Three more weeks with the face—I was going to say, that I was born with, but I wasn’t at all, that’s the whole thing. J. encouraged me to get away for some thinking on my own, so I took my pretty new blue e-bike over to the city and met a dark riddle in the BART elevator at Powell Street. Every time the doors slid open there was someone new sitting inside on a folding chair, as if in Kafka, bellowing for us to come in, there was no point in waiting around. But the bike and I were a tight fit so I waited until the doors slid open on the same man twice in succession and he apologized for having yelled earlier, it was just the day he was having. He had a clipboard: did he work here? He was talking about overtime pay with another man standing next to him, a new resident in the elevator, punctuated with sorry ma’am, sorry ma’am, to me. At the end of the ride I wheeled my bike out and the seated man said, look at me, I didn’t even say goodbye, you have a good day, and mimed kissing his own hand. I do get the ma’am treatment with the mask on. It will be something if this surgery causes it to happen with the mask off.

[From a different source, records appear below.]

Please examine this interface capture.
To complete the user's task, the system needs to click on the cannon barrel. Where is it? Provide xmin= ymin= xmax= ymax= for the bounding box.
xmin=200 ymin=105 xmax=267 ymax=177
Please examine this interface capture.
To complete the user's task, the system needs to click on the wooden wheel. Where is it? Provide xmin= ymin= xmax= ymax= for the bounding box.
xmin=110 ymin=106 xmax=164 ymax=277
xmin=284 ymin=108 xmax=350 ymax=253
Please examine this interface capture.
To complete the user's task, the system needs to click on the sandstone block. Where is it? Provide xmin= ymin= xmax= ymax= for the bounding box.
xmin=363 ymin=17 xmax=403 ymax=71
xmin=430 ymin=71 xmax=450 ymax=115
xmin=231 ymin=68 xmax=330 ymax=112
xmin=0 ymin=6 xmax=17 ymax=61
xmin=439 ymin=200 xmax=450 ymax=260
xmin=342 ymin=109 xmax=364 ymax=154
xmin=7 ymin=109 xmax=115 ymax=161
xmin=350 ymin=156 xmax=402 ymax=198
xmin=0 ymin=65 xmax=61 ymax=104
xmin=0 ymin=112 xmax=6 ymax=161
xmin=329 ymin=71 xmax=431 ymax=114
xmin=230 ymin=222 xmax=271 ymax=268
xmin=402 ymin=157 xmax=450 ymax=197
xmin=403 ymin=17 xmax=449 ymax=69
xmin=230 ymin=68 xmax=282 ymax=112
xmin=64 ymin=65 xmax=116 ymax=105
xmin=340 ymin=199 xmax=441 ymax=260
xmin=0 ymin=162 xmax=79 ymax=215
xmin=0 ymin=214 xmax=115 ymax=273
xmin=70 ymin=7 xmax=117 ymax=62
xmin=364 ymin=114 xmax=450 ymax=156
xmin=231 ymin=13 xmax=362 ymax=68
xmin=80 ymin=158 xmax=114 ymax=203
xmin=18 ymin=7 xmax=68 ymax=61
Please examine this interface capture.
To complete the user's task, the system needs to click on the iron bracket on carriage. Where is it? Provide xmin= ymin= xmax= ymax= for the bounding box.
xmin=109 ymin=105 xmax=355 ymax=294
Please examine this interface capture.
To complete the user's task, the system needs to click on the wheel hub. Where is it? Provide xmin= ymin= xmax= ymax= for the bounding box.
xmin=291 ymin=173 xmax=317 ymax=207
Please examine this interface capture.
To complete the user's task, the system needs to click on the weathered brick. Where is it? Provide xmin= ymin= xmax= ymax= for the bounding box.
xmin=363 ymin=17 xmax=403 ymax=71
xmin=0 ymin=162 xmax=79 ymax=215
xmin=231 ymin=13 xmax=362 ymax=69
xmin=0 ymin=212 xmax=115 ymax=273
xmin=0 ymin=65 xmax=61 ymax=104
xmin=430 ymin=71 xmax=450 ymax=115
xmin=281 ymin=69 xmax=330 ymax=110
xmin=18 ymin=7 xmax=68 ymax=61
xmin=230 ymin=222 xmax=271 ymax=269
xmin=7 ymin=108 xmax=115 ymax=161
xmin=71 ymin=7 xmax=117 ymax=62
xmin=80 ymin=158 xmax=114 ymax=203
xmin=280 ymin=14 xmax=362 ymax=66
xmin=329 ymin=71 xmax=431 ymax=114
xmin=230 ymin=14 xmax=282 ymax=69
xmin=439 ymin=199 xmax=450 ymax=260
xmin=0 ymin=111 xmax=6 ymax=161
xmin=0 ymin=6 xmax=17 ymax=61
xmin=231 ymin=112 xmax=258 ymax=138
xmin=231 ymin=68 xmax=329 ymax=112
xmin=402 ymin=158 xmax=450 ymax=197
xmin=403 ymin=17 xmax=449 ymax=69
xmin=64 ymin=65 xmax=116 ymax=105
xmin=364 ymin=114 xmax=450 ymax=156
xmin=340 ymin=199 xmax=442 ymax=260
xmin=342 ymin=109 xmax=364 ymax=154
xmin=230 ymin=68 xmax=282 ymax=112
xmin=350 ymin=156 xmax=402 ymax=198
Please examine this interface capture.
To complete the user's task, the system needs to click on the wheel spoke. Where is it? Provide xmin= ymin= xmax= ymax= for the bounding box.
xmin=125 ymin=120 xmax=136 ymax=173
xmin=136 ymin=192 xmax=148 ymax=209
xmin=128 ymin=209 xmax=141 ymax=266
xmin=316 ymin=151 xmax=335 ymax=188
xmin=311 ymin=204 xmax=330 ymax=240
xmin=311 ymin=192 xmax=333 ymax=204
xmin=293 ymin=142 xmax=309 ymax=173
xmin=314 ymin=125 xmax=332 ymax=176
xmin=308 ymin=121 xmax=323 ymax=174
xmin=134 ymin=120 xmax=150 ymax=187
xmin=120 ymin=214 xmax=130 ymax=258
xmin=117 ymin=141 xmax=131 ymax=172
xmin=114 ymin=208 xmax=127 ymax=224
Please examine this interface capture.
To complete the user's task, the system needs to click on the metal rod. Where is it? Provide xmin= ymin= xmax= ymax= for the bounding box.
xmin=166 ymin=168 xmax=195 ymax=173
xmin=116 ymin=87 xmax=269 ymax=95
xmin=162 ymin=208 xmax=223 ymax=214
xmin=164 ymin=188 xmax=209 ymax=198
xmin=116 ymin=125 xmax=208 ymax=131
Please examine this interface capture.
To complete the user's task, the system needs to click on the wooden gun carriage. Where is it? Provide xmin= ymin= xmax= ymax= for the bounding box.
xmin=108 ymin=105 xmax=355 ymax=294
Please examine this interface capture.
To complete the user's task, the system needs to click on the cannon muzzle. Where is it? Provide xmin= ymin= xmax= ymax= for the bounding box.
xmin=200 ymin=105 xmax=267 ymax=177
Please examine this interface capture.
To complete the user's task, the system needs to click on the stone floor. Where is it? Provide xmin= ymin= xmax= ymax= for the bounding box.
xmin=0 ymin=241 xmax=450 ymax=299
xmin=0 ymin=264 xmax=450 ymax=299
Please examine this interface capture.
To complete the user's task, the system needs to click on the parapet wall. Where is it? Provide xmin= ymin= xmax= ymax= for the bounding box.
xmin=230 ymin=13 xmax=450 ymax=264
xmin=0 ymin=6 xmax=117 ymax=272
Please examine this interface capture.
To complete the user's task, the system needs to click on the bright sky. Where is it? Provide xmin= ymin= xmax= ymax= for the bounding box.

Riding the bike down Market felt delicious, like something that shouldn’t be allowed even with the lane marked green underneath me. Due west on Golden Gate, the power assist vanished the hills like a dream, and as J. always says the Outer Sunset and Richmond are like a dream anyway, weird sun and fog and the quiet blocks that go on repeating longer than seems possible.
Couple of dharma talks online. Impermanence, aging, apt stuff. I think Dogen’s concept of time would help if I understood that concept better. Coyotebush in full plume at Land’s End, shedding afternoon gold everywhere. “We are enlightened in the midst of birth and death.” A hawk poised still in the wind.